Here's the kicker: I don't want to be skinny. I don't strive towards weighing a hundred pounds. I like having an ass and I like having boobs. When I was younger, I thought I had to weigh 110 pounds or less, or I'd be ugly. But as I've matured, I've realized just how low this number is. Being just shy of 5'3", I could probably pull off this weight without looking too emaciated, but I'd be toeing a fine line, and I've come to realize that I don't actually like the look of people who are toeing this particular line. No offense to those who do, but I think a little bit of fat is cute, and I don't want to bust my butt for the rest of my life trying to maintain this weight. So the question is, what weight will I be comfortable at? What weight will I be able to reach? At what weight will I be soft and squishy and feminine rather than blobby and unhealthy? This past summer, I worked as a cleaning lady at the local city hall. The GP's used to have their offices in this building, but they've moved. However, it's still the place where babies and children go for their checkups, so in one of the offices I cleaned every day, there was a height and weight chart. It told me that the highest weight I could be at and still be healthy is 68 kg, or 150 pounds. According to the BMI calculator I'm using, I need to be 147 pounds before I'm in the normal range. Then I started thinking that it would be good to have a little bit of "leeway", and get myself down to a BMI of 24, which would be 141 pounds. And then I did some more thinking, and realized that I don't actually know what my body is going to look like when I reach 150, 147, or 141 pounds.

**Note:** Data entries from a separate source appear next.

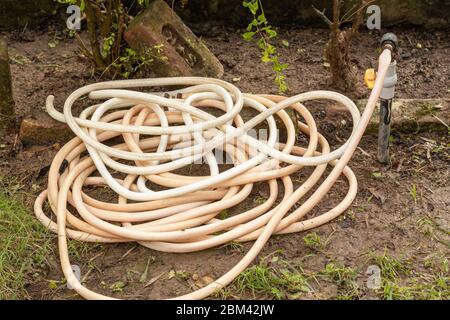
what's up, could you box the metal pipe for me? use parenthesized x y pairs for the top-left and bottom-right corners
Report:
(378, 34), (398, 164)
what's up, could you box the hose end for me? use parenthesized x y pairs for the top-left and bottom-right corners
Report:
(380, 33), (398, 55)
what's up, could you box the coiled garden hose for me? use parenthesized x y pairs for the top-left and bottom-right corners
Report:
(34, 48), (393, 300)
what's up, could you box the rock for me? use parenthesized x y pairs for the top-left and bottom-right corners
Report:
(0, 39), (14, 132)
(202, 276), (214, 285)
(124, 0), (223, 78)
(191, 273), (199, 281)
(330, 98), (449, 133)
(19, 116), (74, 146)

So I decided to wait and see, and then adjust as needed. So for now, here are my goals:

Partial goal: 160 pounds
Final goal #1: 147 pounds
Pounds to lose before partial goal: 12
Pounds to lose before final goal: 25

Obviously, I'm going to need a way to stay motivated, which is what the partial goals are for. Not too long ago, I bought a copy of a book called '1001 books you have to read before you die'. Obviously, there are a lot of books I haven't read. I'm not really supposed to buy books for my own enjoyment, because I'm a poor student and should spend the money on boring things like rent, electricity and internet. So I'm going to give myself two dollars for every pound that I lose, and then twenty dollars for every partial goal that I reach. For that money, I can buy whichever book I want to. Sound fair?

Also, when I reach my final final goal (depending on which final goal I chose to run with), I'm going to buy a dress from here! I really like this one! And this one, although I suspect that the pretty flowers would disappear completely under my formidable boobage!